The full conversion of the data wasn’t accomplished until November 25, just one week before the UG board was due to make a go/no-go decision. And that meant that a key part of the planned protocols could not be followed. 

Boelens and his team went on with what they had. Acceptance tests were run on a subset of data and on functionalities that did not require real data. Issuing sick leave for example, or placing orders. That seemed to be going well. 

Judgement call

At the moment of the go/no-go decision, the AFAS steering group made a judgement call and decided that, despite the fact that the original requirements were not met, what they had done was enough. 

‘The original plan suffered an alteration, but in everyone’s opinion it wasn’t enough not to proceed with the implementation’, Boelens says. ‘We recognised that all major and necessary things were in place, like the payroll part. The interface was working and most of the things were configured and ready to go.’

The advice to the board of the university was clear: proceed. And they did. What followed was months of administrative chaos that still hasn’t been completely resolved.

Boelens still stands firmly behind the university’s decision. Postponing, he argues, would not have led to any more confidence or security regarding the problems that lay ahead. ‘The proof is in the pudding, and the pudding is when you go live with the system, especially with users,’ he says. 


There would be problems, everyone knew that. Boelens too. ‘Especially in the first quarter, testing or not. With such huge system changes, inconvenience and troubles always have to be taken into account.’

He had already planned ways to support and train users. But then the pandemic hit and worsened an already difficult situation. ‘We could not get in touch with users in the way that we wanted.’

With such huge system changes, troubles always have to be taken into account

But others feel differently. ‘Several tests didn’t meet the requirements before the deadline’, says committee member Ben Karsdorp with the Centre for Information Technology. ‘Normally that should mean no-go, but in this case, it was still a go. That is weird, because you are ignoring the basic principle of a go/no-go moment.’

‘Some tests were surely done, but apparently not all the necessary tests’, says Kalantar. 

Both wonder whether the no-go decision was ever a real option and whether there was an actual back-up plan.

Partial launch

Karsdorp would like to know why the university didn’t go for a partial launch. AFAS has different modules, so why not just launch the payroll part and postpone the rest? Or extend the contract with the former payroll system? The university of Eindhoven was also supposed to implement AFAS in 2020, but postponed it for a full year to avoid chaos. Why not do that?

Boelens says that, of course, there was a back-up plan.‘The plan in case of a no-go decision was to continue using the old systems and postpone implementation for a year’, he says. But that  simply wasn’t necessary. ‘We have met the truly necessary requirements and paid attention to all the crucial parts. I guess it is a matter of opinion where you draw the line on a go/no-go decision. We acknowledge there were problems and we have to learn from our experiences for future implementations.’ 

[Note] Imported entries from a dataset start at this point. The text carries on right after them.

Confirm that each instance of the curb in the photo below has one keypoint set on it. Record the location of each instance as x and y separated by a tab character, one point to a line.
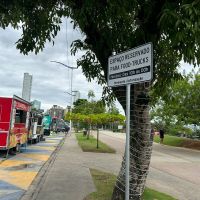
36	185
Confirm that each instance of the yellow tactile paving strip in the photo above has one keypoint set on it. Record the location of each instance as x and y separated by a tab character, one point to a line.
44	147
13	163
20	170
37	157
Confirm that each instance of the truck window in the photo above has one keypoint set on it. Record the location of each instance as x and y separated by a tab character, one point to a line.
20	116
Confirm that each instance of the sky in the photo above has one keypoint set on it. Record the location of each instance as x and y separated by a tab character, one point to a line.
51	81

A partial launch – as suggested by Karsdorp – was not possible. ‘In our case, AFAS is one complete system. Its modules are strictly connected, and at the time of the go/no-go decision, it was too late to divide them up.’

New functionality

Since the structure and culture of a university is different from other organisations, not everything could be tailored towards the university’s needs, he says. ‘But we have seen AFAS develop and they still are developing new functionality in order to fit the requirements of the university better.’

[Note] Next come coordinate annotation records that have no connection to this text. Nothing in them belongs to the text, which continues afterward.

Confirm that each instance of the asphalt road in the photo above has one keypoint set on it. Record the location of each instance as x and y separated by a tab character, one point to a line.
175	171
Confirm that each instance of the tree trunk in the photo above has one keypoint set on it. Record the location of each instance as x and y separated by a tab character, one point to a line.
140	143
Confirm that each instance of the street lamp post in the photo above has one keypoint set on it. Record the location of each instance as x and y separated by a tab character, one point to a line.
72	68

Jolij does not blame the AFAS system, but questions the choices that were made. ‘AFAS is a good product. A successful implementation would have been possible only if they would have spent one year talking to and testing into faculties to harmonise AFAS with all the internal fundamental differences.’

Meijer agrees. ‘Certain conditions had to be met before the system could be introduced. But the board of the university did not follow those and UG did not look at their own requirements.’